Volvió minutos después con galletas y una tarta.
—Cada galleta es una unidad. Si la parto, son medios. Si me como tres medios, ¿cuánto queda?
Anton la observó.
—Media galleta.
—¡Exacto! —sonrió—. ¿Ves? Entendiste.
Él negó con la cabeza, divertido.
—Nunca vi matemáticas así.
—Las matemáticas con sabor son mejores —dijo, ofreciéndole un trozo.

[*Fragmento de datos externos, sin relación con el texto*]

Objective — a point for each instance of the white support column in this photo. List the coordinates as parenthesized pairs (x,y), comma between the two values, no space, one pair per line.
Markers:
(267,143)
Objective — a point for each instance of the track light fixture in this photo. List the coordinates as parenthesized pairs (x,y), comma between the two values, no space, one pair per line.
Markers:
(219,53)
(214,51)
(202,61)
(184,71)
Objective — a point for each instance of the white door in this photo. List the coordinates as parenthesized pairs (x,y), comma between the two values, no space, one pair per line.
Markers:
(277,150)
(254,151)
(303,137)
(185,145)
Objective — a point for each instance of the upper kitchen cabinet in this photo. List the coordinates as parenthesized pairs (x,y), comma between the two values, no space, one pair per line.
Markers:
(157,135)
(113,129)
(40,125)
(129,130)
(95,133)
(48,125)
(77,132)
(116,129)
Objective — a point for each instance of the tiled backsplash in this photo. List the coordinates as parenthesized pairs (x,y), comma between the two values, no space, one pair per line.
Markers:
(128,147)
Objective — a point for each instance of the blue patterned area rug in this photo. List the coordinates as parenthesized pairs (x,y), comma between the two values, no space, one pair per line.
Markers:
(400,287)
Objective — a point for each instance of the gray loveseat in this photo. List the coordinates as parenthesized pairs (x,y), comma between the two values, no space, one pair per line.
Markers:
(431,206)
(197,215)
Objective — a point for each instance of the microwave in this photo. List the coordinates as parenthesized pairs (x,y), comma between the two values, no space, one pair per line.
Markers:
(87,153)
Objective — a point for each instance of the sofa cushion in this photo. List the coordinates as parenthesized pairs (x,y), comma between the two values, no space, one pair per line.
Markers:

Anton lo aceptó. Al probarlo, se quedó quieto.
—Está… muy bueno.
Astrix sonrió, orgullosa.
—Pasaste la clase.
Anton la miró unos segundos de más.
—Tendré que venir seguido… para asegurarme de que aprendas bien.
—O para comer —rió ella.
Y entre harina, risas y números mal cortados, la clase terminó.
Anton es un genio académico, pero en la cocina siempre falla.
Por eso no entiende el método de Astrix… aunque funcione.
Daniel caminaba por los pasillos del este de la academia con los libros apretados contra el pecho. Había salido del entrenamiento antes de tiempo; la cabeza no le respondía como debía.
Sin querer, su mente volvió al bosque.
Astrix riendo.
Astrix mirándolo sin darse cuenta de lo peligrosa que era su naturalidad.
Frunció el ceño.
—Concéntrate… —murmuró para sí.
Giró demasiado rápido en la escalera de piedra y su pie resbaló.
—¡—!
El golpe fue seco. El dolor le recorrió el tobillo al instante.
—¿Daniel?
Una voz suave lo llamó.
Sophia estaba allí, sosteniendo una cesta pequeña entre las manos. Su expresión era sincera, preocupada, sin dobleces.
—¿Te lastimaste? —preguntó, acercándose.
Daniel apretó los dientes y asintió.
—Nada grave.
Sophia se agachó sin pensarlo, revisando el tobillo con torpeza infantil.
—Siempre te exiges demasiado —dijo con una sonrisa leve—. Deberías descansar más.
Daniel la observó.
Era amable.
Era correcta.
Era… exactamente lo que todos esperaban.
—Gracias —respondió, ayudándose a ponerse de pie.
Sophia le ofreció la cesta.
—Te traje pan dulce. Pensé que te gustaría.
Él la aceptó por educación.
—Eres muy considerada, Sophia.
Ella sonrió, satisfecha, como si esas palabras bastaran.
—Entonces me voy. Cuídate, ¿sí?
Cuando se alejó por el pasillo, Daniel se quedó quieto.
Esperó.
Nada.
No hubo calor en el pecho.
No hubo aceleración en el corazón.
No hubo esa incomodidad extraña que sentía cuando Astrix hablaba sin pensar.
Solo un vacío silencioso.
Daniel bajó la mirada al pan entre sus manos.
—…Qué raro —susurró.
Sin saber por qué, el nombre que volvió a su mente no fue el de Sophia.
Fue el de Astrix.
Y eso… lo inquietó más que la caída.